Mayfield Park and Preserve

Project Playback: Mayfield Preserves History

AustinParksFoundationProject Playback, Completed Projects (Our Impact)

Mayfield Park and Preserve is well-known for the flock of peacocks that call its lush gardens home. But this 23-acre gem also has deep roots in Austin’s history. The wooded-estate was given to the City of Austin in 1971 by Mary Mayfield Gutsch, whose father, Allison Mayfield, was a prominent Texas political figure in the 1890s through the 1920s. The park’s handmade rock wall is one of the most prominent historical structures on the property – and one of the defining features that is specifically referenced in the park’s National Historic Register narrative.

Dr. Gutsch (husband to Mary Mayfield Gutsch) and his gardener, Steve Arredondo, laid the original stone work in 1932. That these gentlemen were more hobbyists rather than professional masons is evident in the recurring, and perhaps serendipitous, wave style of the wall, and the deterioration of the walls’ structural mortar. It was this deterioration that had the members of the Mayfield Park Community Project (MPCP) concerned, both for the wall’s historical significance and the safety of park visitors.

MPCP applied for, and was granted, over $22,000 in ACL Music Festival Community Grant funds to aid in the repair of this important Austin landmark.
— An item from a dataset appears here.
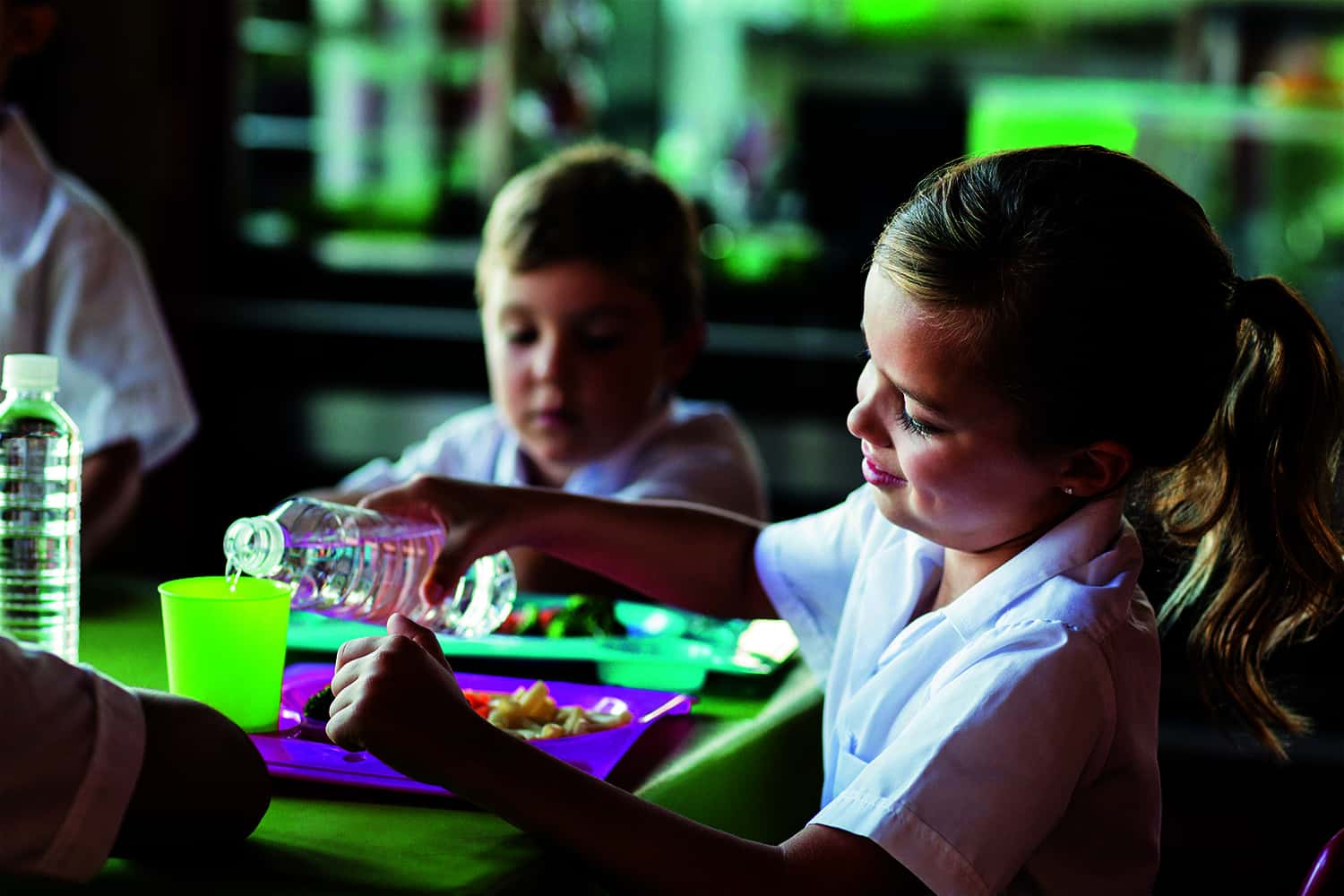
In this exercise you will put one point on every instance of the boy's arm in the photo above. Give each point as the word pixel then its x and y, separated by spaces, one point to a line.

With a cash match of $16,500 raised by MPCP, the group was able to hire professional masons to repair failing areas of the wall, as well as install support beams underneath the stone work of the entry walls to preserve them for future generations.

“Hearing the masons who have worked on courthouses across Texas and most recently on the Alamo in San Antonio tell me how much they have enjoyed working on the project and how much they have come to love the park itself [has been particularly memorable].” said Blake Tollet, member of MPCP and primary grant applicant for this project. “Mayfield is a very special place.”